Implementations must ensure ETH is neither minted nor destroyed as a result of the operator fee.

Because this extra fee feeds into transaction validity, the transaction pool must reject any transaction whose balance cannot cover the worst-case cost — and that worst-case cost now includes the worst-case operator fee.

operatorFeeScalar and operatorFeeConstant are loaded much like the baseFeeScalar and blobBaseFeeScalar used in the L1Fee calculation.
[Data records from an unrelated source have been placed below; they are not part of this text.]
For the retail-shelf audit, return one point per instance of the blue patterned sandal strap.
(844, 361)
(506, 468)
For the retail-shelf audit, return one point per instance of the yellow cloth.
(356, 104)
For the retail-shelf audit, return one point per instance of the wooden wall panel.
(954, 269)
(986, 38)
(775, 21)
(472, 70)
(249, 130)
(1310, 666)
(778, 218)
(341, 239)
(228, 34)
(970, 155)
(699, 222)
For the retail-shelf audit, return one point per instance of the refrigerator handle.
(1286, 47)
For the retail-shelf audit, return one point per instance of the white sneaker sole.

They can be read in two interchangeable ways:

  • read from the deposited L1 attributes (operatorFeeScalar and operatorFeeConstant) of the current L2 block
  • read from the L1 Block Info contract (0x4200000000000000000000000000000000000015)
    • using the respective solidity getter functions (operatorFeeScalar, operatorFeeConstant)
    • using direct storage-reads:
      • Operator fee scalar as big-endian uint32 in slot 8 at offset 0.
      • Operator fee constant as big-endian uint64 in slot 8 at offset 4.

The collected operator fees go to a new vault, the OperatorFeeVault. As with the existing vaults, this is a hardcoded address pointing at a pre-deployed proxy, backed by a FeeVault-based deployment that routes vault funds to L1 securely.

After Isthmus activation, two new fields — operatorFeeScalar and operatorFeeConstant — are added to transaction receipts whenever at least one of them is non-zero.